The Snake and the Condor grew out of my experiences in Peru, Bolivia and Chile: the extreme poverty; the hospitality and generosity of the indigenous people I stayed with, many of whom lived close to starvation in shanty-towns or in unheated huts high in the Andes, often without water, always without social security or access to doctors and hospitals; the exploitation that began with the Spanish conquest and colonization in the sixteenth century and continues today at the hands of multi-nationals and foreign banks, mining and other companies, many of them North American; the Hispanic contempt for the indigenous inhabitants of their countries; the accounts I heard from Chileans of the two decades of terror under Pinochet’s dictatorship, when Allende supporters were tortured to death or thrown live down mineshafts or from aeroplanes into the Pacific Ocean. I wanted to bring the two worlds of privilege and disadvantage, security and fear, face to face, to write a love story echoing Romeo and Juliet that offers the possibility of reconciliation to a family and society in which a late twentieth-century Capulet is prepared to hire killers to eliminate the young Mapuche who has dared to love his daughter.

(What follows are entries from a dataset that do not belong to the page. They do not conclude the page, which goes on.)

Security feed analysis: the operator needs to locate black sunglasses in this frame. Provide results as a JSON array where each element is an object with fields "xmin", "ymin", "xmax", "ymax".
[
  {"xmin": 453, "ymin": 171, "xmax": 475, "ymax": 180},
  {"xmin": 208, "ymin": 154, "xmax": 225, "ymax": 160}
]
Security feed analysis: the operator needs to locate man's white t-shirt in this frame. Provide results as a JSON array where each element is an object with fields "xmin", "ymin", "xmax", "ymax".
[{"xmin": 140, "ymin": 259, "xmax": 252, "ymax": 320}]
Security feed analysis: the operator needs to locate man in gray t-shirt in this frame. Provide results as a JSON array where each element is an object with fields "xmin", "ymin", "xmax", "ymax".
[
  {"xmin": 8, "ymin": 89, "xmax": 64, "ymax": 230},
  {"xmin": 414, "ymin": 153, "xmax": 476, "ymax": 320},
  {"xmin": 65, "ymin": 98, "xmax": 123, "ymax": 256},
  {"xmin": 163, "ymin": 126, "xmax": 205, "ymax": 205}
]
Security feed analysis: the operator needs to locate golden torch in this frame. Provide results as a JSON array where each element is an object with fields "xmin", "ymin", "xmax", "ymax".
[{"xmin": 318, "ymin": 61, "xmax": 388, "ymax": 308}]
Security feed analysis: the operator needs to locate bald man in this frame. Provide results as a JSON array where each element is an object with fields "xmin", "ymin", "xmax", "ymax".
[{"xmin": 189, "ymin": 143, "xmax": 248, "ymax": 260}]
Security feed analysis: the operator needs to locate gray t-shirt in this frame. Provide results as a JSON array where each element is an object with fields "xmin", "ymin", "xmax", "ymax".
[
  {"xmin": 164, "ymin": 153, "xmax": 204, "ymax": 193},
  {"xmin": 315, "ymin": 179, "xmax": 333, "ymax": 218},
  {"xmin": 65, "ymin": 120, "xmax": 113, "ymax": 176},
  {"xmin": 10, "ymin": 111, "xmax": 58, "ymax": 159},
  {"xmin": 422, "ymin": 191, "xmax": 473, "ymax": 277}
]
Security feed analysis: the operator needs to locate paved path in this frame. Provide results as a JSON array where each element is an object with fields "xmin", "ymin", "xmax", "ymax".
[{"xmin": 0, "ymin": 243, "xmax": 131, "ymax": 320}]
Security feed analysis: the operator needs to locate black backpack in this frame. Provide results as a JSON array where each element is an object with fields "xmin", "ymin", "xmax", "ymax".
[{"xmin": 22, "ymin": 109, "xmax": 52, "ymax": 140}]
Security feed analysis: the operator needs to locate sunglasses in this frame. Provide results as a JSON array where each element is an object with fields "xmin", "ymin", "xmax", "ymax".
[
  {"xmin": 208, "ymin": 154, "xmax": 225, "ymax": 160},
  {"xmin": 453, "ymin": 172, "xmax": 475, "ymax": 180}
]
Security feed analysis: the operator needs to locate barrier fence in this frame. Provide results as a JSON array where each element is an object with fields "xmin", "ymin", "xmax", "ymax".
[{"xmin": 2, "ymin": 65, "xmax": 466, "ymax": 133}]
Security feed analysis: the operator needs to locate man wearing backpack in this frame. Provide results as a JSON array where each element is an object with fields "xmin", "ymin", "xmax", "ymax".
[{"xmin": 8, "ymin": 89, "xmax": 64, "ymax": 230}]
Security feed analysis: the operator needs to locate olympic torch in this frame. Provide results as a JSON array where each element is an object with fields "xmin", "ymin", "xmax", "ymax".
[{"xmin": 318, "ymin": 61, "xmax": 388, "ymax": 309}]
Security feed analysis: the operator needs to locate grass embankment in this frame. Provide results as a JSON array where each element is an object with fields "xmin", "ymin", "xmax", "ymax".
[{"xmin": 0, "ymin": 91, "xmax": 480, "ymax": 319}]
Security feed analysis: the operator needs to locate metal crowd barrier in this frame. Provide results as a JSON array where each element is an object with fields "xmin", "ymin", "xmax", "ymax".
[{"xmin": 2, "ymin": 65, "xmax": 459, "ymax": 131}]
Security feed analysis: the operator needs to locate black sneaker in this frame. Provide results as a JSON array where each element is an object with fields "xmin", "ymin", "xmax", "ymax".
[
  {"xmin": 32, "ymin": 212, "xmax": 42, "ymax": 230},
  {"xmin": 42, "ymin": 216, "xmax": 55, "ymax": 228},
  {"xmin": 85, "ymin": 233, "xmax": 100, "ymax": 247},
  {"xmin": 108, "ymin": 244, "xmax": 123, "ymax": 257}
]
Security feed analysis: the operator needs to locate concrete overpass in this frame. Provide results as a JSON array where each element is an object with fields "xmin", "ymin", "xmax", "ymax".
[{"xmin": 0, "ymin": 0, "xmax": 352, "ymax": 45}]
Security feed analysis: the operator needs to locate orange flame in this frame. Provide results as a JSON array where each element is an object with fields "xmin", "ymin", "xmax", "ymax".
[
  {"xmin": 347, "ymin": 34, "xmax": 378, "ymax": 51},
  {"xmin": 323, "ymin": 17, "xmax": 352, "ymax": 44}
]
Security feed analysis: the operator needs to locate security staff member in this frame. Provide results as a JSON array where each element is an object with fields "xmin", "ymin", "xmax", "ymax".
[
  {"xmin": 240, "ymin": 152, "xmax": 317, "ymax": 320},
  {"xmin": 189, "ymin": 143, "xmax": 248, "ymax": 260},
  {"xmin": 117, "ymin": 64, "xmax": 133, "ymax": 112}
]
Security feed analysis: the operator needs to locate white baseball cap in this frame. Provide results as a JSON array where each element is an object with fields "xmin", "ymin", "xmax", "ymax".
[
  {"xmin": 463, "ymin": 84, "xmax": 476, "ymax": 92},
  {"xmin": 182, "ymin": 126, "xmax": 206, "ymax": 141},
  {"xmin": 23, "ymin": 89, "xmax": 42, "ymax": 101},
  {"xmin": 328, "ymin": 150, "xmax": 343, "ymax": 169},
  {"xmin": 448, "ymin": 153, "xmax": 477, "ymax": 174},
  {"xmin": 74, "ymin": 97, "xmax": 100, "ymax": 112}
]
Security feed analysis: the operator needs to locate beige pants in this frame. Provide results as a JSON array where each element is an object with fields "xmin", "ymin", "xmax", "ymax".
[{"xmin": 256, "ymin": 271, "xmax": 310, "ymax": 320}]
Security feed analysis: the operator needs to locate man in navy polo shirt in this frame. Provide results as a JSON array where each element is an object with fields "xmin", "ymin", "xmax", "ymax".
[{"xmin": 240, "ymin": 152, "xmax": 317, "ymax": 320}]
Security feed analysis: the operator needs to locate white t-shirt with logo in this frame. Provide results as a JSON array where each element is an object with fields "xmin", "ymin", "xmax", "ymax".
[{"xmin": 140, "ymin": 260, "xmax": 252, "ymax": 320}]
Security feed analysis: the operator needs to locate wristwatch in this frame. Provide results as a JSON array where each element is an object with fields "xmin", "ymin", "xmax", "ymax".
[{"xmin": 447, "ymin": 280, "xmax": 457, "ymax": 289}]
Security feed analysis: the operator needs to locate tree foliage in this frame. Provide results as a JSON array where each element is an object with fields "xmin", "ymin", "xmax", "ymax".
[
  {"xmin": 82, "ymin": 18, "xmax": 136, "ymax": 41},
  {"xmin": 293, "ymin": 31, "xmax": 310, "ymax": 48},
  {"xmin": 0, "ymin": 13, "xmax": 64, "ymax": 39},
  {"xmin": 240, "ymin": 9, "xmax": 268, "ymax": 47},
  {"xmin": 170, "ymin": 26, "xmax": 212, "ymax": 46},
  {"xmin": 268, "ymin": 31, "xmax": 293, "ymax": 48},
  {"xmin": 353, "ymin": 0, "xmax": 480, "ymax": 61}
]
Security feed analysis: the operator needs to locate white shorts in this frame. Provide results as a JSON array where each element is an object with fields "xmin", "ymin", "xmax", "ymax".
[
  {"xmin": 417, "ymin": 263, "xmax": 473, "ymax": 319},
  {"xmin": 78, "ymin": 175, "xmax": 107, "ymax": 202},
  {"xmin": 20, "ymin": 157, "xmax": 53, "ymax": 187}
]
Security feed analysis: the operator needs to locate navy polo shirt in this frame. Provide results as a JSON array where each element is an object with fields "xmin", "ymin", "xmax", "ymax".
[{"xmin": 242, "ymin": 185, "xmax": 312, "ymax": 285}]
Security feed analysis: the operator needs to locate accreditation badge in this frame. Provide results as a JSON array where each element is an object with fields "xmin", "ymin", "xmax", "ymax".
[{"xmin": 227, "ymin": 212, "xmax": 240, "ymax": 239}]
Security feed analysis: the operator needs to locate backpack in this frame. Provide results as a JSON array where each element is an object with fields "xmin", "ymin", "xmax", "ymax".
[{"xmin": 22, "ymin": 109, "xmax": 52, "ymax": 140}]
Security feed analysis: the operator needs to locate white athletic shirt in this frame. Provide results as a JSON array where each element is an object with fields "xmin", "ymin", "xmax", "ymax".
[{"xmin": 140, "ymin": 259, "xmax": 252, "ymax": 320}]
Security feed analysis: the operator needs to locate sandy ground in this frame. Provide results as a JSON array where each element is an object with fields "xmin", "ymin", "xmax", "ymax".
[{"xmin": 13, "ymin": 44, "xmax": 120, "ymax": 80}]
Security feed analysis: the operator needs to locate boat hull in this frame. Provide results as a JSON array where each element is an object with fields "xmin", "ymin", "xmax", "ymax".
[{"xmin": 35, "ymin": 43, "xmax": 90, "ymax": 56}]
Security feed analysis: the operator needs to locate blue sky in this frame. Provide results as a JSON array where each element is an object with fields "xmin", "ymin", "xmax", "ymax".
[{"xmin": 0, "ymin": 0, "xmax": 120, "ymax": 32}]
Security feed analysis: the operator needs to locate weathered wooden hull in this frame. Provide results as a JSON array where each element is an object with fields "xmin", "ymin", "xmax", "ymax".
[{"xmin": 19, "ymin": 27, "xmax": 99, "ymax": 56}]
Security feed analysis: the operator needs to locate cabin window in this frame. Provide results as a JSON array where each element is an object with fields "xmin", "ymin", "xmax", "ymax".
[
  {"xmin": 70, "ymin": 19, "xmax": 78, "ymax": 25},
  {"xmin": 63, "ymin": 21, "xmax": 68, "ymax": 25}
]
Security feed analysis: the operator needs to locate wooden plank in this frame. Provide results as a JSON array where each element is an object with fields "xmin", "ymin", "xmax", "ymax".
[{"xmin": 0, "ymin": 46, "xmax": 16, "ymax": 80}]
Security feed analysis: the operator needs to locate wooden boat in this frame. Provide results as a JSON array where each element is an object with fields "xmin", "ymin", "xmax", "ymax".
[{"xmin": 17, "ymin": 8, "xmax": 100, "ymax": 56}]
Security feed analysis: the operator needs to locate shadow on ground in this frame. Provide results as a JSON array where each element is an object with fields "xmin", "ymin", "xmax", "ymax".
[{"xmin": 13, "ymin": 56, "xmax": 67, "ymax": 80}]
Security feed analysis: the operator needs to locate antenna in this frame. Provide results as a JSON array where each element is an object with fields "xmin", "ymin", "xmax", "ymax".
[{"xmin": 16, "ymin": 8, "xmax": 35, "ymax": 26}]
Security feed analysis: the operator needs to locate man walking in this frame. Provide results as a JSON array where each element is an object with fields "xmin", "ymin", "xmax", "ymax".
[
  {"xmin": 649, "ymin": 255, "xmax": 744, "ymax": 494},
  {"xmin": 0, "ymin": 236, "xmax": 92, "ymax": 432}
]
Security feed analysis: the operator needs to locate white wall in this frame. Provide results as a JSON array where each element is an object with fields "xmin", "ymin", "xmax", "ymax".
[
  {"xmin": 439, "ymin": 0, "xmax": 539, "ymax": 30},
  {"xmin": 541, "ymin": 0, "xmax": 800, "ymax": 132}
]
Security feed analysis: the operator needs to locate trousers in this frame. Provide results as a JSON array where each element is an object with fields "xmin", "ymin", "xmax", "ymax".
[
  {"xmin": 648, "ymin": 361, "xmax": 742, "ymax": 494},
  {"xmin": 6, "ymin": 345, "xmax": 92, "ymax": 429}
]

Who was the first person to read your book?

I sent the manuscript of The Snake and the Condor to a good friend and talented writer, who I knew would be honest in her comments without being discouraging.

Do you have any advice for any budding authors?

I wouldn’t dare to offer advice. Every writer is different and writes for a different reason. I hope I will always be a budding author myself, with buds that produce better and better flowers every season. I can only speak from my own experience. For the technique of writing fiction I found the books published by the University of East Anglia very helpful. I feel I improved as a writer when I found an all-absorbing need and reason to write: to reveal and bring to my readers’ attention through my stories the injustices of colonization, exploitation and discrimination in different parts of the world, and to use half the royalties to fund projects providing health and education for a few of all those millions of exploited and disadvantaged members of the human family.

What is your opinion on Book Clubs?

I discovered only quite recently how strong the book club movement is across Britain. Most fiction authors are story-tellers hoping that passers-by will stop and listen to their story. Those looking for fame and fortune will almost certainly be disappointed, because only a tiny minority become household names with millions of readers and a villa in the south of France. Book clubs are the groups of passers-by who are interested enough to stop and listen. They are hugely important to authors. They are hugely important to cultural life in a country and world where we are more and more consumers of other people’s thoughts and imaginations and fewer and fewer of us take the time to read and think for ourselves. Authors need to support the book clubs that support the authors.

Thanks so much to Robert for this great interview.